“La Cina ha vinto”, una provocazione utile e scomoda di Alessandro Aresu per capire il potere cinese

12 Ottobre 2025

Un saggio breve e provocatorio: in “La Cina ha vinto” Aresu racconta la Cina stratega tra tecnologia e industria, e cosa tutto questo implica per l’Europa.

“La Cina ha vinto”, una provocazione utile e scomoda di Alessandro Aresu per capire il potere cinese

La Cina ha vinto”, titolo forte e duro del saggio che vi presentiamo oggi, è palesemente una provocazione che Alessandro Aresu sceglie per costringerci a guardare la mappa del potere globale partendo da Pechino, non più dall’Atlantico.

Nelle 144 pagine del volume, l’autore invita a leggere la Cina come “stato–partito–tecnologia–capitale”: un ecosistema in cui industria, apparato politico e ricerca si sostengono a vicenda con obiettivi di lungo periodo, a differenza di altri Paesi.

Feltrinelli presenta il libro proprio in questi termini: un invito a “spostare lo sguardo” e a riconoscere che, nel XXI secolo, il centro di gravità non è più necessariamente occidentale.

Di cosa parla davvero questo saggio?

Una chiave forte del testo è l’attenzione alle politiche industriali — dai chip alle batterie, passando per le piattaforme digitali — e il pensiero di “ideologi” del potere cinese, come Wang Huning, il teorico che ha attraversato tre leadership contribuendo al lessico della “rinascita nazionale” e della “civiltà digitale”; su di lui, Aresu ha scritto a più riprese, aiutando a mettere a fuoco l’ingegneria sociale di lungo periodo con cui la Cina legittima sviluppo e controllo.

Un’altra cornice interpretativa arriva da Areale (podcast), dove Aresu ha discusso di “nuova guerra fredda ecologica”: competizione per standard verdi, catene del valore e tecnologie pulite. È lo sfondo che nel libro ritorna quando si parla di sussidi, transizione e dipendenze strategiche.

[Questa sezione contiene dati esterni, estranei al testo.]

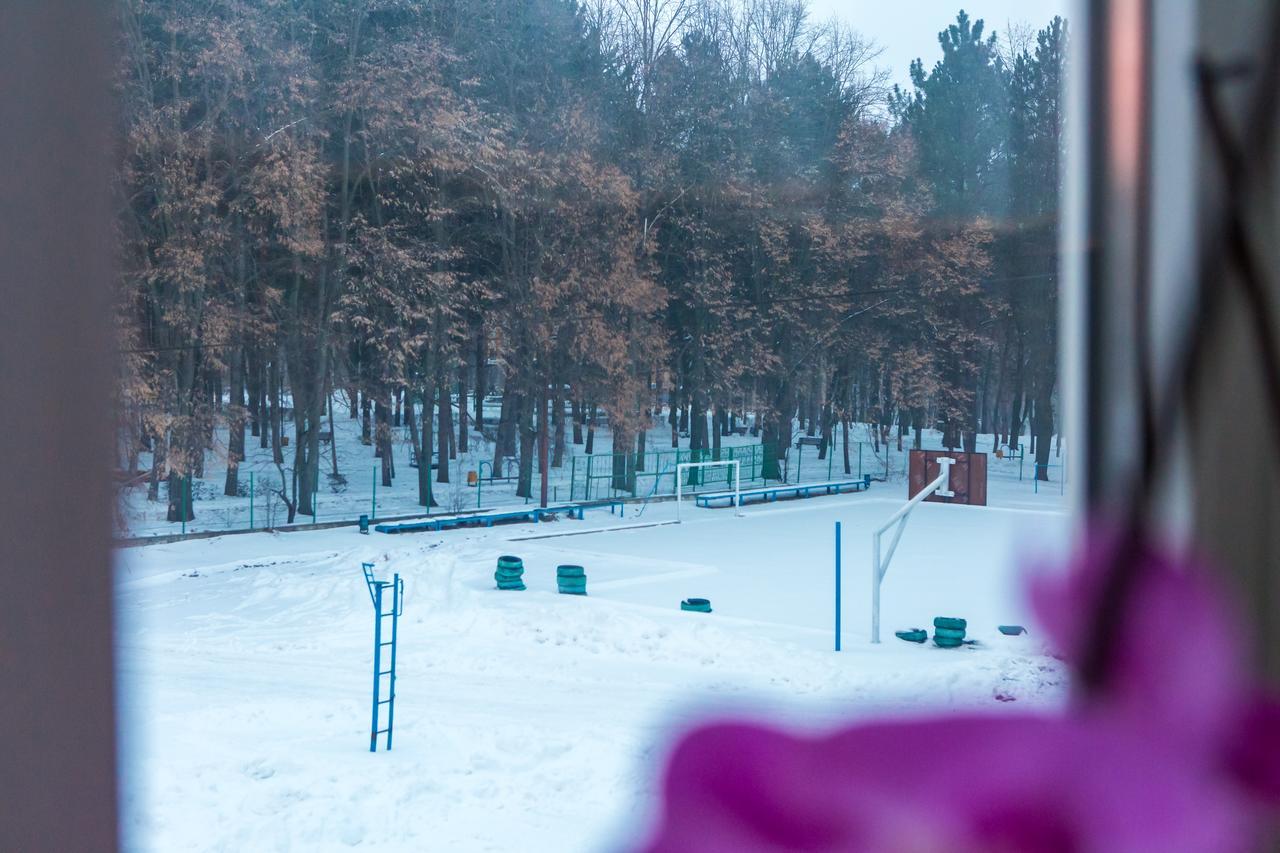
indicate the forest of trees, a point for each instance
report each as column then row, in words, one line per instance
column 713, row 203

Alessandro Aresu: profilo e competenze

Aresu, nato a Cagliari nel 1983, è consigliere scientifico di “Limes” e analista di politiche pubbliche. Ha lavorato come consulente per istituzioni italiane (Presidenza del Consiglio, MEF, Agenzia Spaziale Italiana) e società internazionali; ha poi pubblicato libri su capitalismo politico e tecnopolitica — tra cui “Il dominio del XXI secolo” e “Geopolitica dell’intelligenza artificiale“. Un profilo che spiega la concretezza “tecnica” del suo sguardo sul potere.

“La Cina ha vinto” e l’accoglienza

La ricezione più avvertita del libro ha letto quel “ha vinto” non come un verdetto, ma come una scossa cognitiva: un invito a riconoscere lo spostamento del baricentro geopolitico e le sue conseguenze per un Paese come l’Italia, come suggerisce un’analisi recente.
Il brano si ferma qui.